While most Jain monastics remained in India, two Jains with monastic experience made the journey to America. In 1971 Muni (a term used to refer to certain Jain monks) Chitrabhanu ceased his monastic life, became a lay teacher, and moved to America. Another Jain monk, Acharya Sushil Kumar, remained a monk, but broke the prohibition on travel and traveled to the United States to teach and found an ashram in New Jersey.
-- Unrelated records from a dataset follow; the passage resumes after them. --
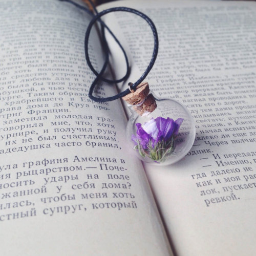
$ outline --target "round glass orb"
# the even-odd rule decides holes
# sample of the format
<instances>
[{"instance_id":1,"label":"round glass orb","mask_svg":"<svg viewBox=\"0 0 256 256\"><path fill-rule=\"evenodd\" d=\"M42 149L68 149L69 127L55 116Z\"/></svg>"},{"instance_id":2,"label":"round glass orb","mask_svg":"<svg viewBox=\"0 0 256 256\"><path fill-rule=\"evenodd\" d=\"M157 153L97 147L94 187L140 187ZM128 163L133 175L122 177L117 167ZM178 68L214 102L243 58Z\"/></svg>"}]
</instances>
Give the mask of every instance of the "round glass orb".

While it has a strong and growing lay leadership, the Jain community in North America has had to function with little of the lay-monastic interaction that characterizes its life in India. In the 1970s, however, two Jain religious leaders came to the United States and have, in different ways, made a contribution to the leadership of the Jain tradition here. Both were steeped in the Jain monastic tradition and had been studying, teaching, and traveling on foot amongst the Jains of India for many years before deciding to come to the West. When he came to America in 1971, Muni Chitrabhanu ceased his monastic life, married, and became a teacher—albeit a teacher with the background and training of a monk. Acharya Sushil Kumar remained a monk, as he had been for 33 years, but broke the strong prohibition on travel. He lectured throughout the West, participated in Jain and interfaith conferences, established a Jain ashram in the hills of New Jersey, and was an active leader of Jain education and institution building until his death in 1994. These two have been followed in recent years by other monks and nuns.
Both Muni Chitrabhanu and Acharya Sushil Kumar had to break the strictures of Jain monasticism in order to teach the message of Jainism in the West. When the centennial of the 1893 Parliament took place in Chicago in September of 1993, both were present, not as delegates from abroad, but as leaders of a growing American Jain community. Both had established American Jain institutions, Chitrabhanu the Jain Meditation International Center in New York, and Sushil Kumar the Siddhachalam Ashram in New Jersey. During the Parliament itself, they led an interfaith delegation from the Palmer House in downtown Chicago to the new brick and marble Jain Temple in the western suburb of Bartlett to visit the temple and honor V.R. Gandhi, who had come to America as a stranger 100 years before.